Wien - Als eine Art Double Feature junger österreichischer Choreografie zeigt das Tanzquartier zwei Arbeiten über Dinge, die trotz großer Anstrengungen klügster Köpfe bisher unfassbar geblieben sind: wie der Körper in der Gesellschaft funktioniert und wie die Gesellschaften der Zukunft aussehen werden. Um so zu tun, als wäre es sinnvoll, über das, was kommen könnte, herumzuspekulieren, braucht es indes neben viel Chuzpe und Fantasie auch einige Schnittmuster aus der Gegenwart und diverse Versatzstücke aus der Vergangenheit.

Und so bedient sich das neu gebildete Loose Collective (Alex Deutinger, Michael Dolan, Alexander Gottfarb, Marta Navaridas und Anna Maria Nowak) des ersten US-Musicals, The Black Crook (1866), um eine künstlerische Zeitreise ins Jahr 2110 zu unternehmen. Klar: Was unter dem Titel Here Comes the Crook - a contemporary dance musical gezeigt wird, bleibt eine als Zukunftsvision getarnte Gegenwartsdiagnose.

Die ewige Frage "Wohin gehe ich?" ist eng verwandt mit einer gewissen Unsicherheit in Bezug auf das Hier und Jetzt: "Wo bin ich überhaupt?" Von dieser Verlorenheit handelt Michael O'Connors Solo You are the subject of my seeing. Ein einsamer junger Mann, verbannt in die Ecke eines Raumes. Ein Staubsauger. Ein Fleckchen Sand auf dem Boden. An eine Wand zeichnet er einen kahlen Baum. An die andere ist ein leeres Viereck gemalt, darüber steht: "Am I in control of the image being made of me" - kein Fragezeichen, kein Punkt.

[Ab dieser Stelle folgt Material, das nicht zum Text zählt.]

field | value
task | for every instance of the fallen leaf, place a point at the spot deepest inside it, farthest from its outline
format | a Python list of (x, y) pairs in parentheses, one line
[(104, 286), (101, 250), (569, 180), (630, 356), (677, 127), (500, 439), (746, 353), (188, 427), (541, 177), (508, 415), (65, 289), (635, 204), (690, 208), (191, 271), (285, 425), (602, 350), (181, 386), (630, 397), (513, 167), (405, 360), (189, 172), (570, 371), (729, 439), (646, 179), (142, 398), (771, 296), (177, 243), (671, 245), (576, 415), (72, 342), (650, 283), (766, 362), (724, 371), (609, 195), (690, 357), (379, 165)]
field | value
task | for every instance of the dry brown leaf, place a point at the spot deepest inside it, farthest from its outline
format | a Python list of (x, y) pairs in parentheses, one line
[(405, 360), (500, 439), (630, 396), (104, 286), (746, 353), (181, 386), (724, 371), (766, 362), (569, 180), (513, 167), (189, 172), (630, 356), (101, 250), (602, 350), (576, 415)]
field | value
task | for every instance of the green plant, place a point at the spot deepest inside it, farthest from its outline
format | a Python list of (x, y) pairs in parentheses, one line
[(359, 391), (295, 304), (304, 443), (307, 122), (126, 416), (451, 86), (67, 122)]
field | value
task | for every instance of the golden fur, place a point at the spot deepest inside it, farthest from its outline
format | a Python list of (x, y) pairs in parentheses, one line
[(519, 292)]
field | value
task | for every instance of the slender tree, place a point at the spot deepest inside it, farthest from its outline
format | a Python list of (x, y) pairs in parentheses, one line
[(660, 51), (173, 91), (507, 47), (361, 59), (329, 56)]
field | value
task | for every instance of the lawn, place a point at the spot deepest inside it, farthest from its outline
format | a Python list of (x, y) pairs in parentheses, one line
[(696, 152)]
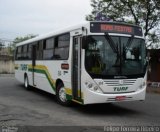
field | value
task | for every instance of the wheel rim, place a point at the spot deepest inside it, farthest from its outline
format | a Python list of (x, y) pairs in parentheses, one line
[(62, 94), (26, 82)]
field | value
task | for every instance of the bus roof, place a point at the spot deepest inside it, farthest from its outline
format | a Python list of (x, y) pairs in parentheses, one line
[(68, 29)]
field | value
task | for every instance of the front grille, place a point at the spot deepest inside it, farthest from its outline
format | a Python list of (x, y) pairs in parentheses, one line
[(126, 82)]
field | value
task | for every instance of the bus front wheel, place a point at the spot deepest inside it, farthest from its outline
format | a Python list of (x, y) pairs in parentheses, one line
[(61, 95)]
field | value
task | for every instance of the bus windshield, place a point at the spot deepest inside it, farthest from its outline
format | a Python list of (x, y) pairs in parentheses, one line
[(115, 57)]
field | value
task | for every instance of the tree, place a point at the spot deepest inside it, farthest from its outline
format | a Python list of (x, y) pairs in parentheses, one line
[(145, 13)]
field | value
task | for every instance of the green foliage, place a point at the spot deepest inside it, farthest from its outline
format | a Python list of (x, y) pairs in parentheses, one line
[(145, 13)]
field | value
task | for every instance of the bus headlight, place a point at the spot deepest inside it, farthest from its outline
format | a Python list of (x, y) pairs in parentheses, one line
[(93, 87)]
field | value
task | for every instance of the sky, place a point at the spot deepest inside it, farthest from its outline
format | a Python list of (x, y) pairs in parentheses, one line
[(22, 17)]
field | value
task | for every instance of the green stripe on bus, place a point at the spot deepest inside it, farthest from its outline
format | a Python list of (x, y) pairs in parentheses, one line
[(69, 97), (43, 72)]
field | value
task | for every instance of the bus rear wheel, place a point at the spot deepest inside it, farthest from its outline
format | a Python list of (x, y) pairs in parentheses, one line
[(26, 82), (61, 95)]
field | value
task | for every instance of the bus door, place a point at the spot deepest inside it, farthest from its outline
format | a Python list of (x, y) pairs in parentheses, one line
[(76, 68), (33, 63)]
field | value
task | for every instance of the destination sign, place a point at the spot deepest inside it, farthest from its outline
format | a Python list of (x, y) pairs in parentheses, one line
[(115, 28)]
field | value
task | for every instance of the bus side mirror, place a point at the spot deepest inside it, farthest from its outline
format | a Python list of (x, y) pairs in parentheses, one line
[(84, 42)]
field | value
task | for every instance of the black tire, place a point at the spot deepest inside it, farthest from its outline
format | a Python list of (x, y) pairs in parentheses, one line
[(61, 95), (26, 82)]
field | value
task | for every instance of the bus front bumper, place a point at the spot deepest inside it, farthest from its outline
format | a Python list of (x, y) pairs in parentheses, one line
[(91, 97)]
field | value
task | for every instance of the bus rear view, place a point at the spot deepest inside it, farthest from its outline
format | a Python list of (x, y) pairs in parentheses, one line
[(115, 63)]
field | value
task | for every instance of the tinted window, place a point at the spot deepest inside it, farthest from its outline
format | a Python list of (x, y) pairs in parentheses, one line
[(62, 47)]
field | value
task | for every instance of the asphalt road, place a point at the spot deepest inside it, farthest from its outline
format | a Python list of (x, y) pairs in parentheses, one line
[(19, 107)]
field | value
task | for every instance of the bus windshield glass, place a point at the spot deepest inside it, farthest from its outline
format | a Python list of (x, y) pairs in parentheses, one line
[(115, 57)]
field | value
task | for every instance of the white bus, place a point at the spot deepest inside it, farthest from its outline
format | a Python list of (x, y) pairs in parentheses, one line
[(96, 62)]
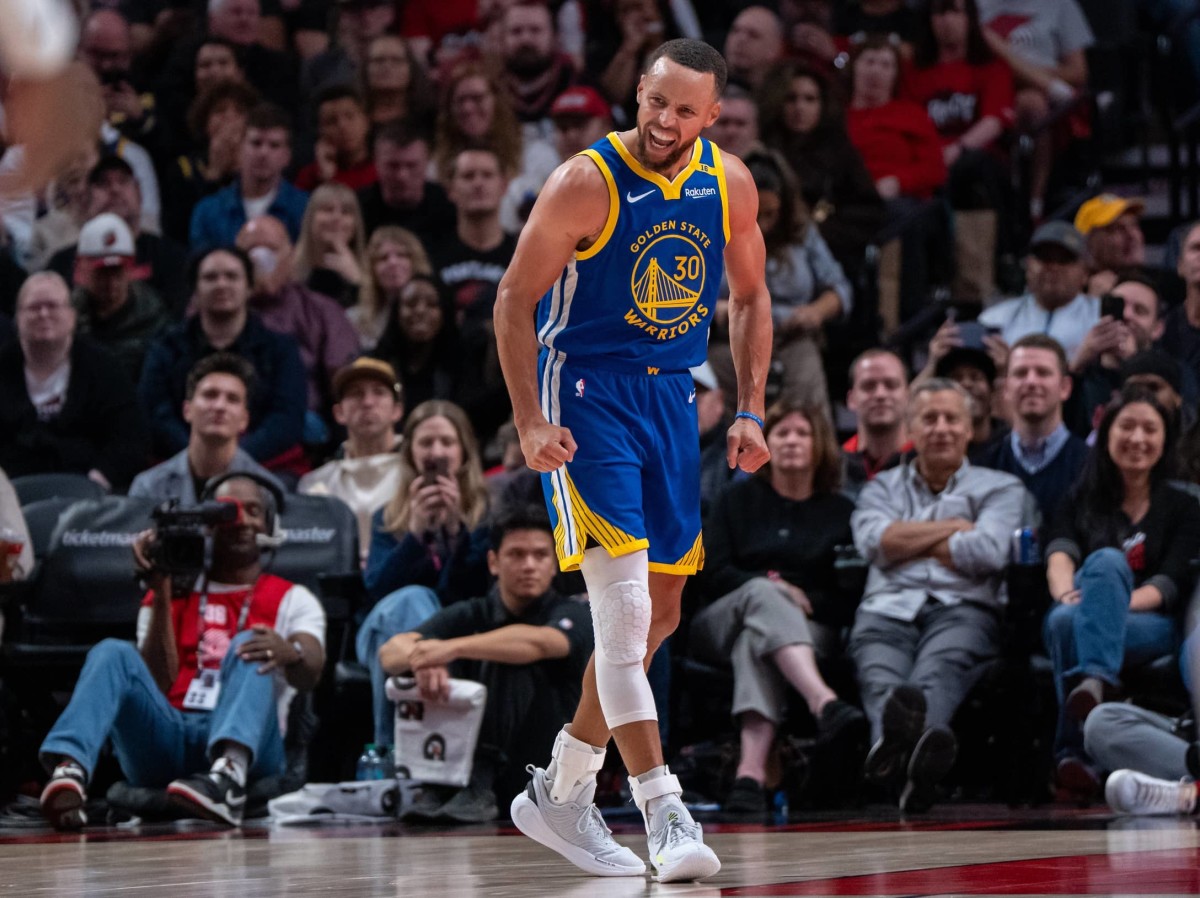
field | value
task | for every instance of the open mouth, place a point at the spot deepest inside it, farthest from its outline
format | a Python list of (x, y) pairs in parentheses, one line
[(659, 143)]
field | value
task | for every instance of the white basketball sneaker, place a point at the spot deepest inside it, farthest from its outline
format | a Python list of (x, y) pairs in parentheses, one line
[(676, 840), (574, 828), (1132, 792)]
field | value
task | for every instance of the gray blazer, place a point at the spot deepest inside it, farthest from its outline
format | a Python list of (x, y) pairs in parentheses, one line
[(173, 478)]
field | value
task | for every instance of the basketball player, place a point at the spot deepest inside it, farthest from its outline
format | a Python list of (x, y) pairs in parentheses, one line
[(52, 106), (623, 257)]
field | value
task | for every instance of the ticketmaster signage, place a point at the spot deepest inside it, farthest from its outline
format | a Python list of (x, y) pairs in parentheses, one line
[(119, 539)]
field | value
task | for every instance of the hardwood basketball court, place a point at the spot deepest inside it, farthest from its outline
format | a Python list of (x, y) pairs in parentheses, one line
[(958, 850)]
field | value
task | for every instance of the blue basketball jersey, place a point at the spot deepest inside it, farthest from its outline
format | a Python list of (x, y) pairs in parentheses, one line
[(642, 297)]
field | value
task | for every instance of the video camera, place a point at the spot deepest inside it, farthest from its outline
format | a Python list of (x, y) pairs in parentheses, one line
[(184, 534)]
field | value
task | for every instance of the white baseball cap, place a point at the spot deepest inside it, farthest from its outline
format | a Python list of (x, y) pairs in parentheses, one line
[(106, 240)]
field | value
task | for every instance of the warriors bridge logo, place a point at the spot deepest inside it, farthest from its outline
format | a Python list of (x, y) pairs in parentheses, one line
[(667, 280)]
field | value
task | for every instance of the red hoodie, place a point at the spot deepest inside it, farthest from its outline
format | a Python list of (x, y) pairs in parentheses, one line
[(898, 139)]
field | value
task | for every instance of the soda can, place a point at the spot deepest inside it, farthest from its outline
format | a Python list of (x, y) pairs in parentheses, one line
[(1025, 546)]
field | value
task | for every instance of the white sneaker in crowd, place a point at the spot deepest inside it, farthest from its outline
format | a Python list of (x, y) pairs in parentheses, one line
[(574, 828), (1132, 792)]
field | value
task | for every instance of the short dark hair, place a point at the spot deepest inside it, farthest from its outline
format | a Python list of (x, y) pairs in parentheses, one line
[(477, 147), (193, 269), (269, 117), (221, 363), (1137, 274), (1041, 341), (339, 91), (238, 93), (519, 518), (402, 132), (875, 353), (696, 55)]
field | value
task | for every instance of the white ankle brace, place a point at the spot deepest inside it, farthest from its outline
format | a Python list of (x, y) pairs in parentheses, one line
[(621, 616), (665, 784), (574, 761)]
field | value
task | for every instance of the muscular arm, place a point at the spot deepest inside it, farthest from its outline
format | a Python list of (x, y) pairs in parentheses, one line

Der philosophische Titel, der an die Wand geschriebene Satz und dazwischen O'Connors Körper, der sich einmal schrecklich abmüht, dann wieder in ironischen Windungen entspannt, machen ein Drama sichtbar: Jeder Blick wird durch äußere Einflüsse gesteuert, und, keine Frage, niemand kann kontrollieren, wie andere ihn wahrnehmen.

So gleitet der Choreograf durch den "Ego Tunnel", als den der deutsche Philosoph Thomas Metzinger aus neurowissenschaftlicher Perspektive die Konstruktion des Selbst und auch dessen inneren Körperbildes wahrnimmt.

Die Küchenphilosophie

O'Connors Stück enthält keine in Kunst herausgebackene Küchenphilosophie und ist auch ausgesprochen sorgfältig gearbeitet. In manchen Passagen verfängt es sich allerdings in gaghafter Manieriertheit, die sich wohl auch auf sichtbare Einflüsse der Künstlerkollegen Keith Hennessy und Ivo Dimchev zurückführen lässt, bei denen sich O'Connor im Programm explizit bedankt. (Helmut Ploebst/ DER STANDARD, Printausgabe, 11.2.2011)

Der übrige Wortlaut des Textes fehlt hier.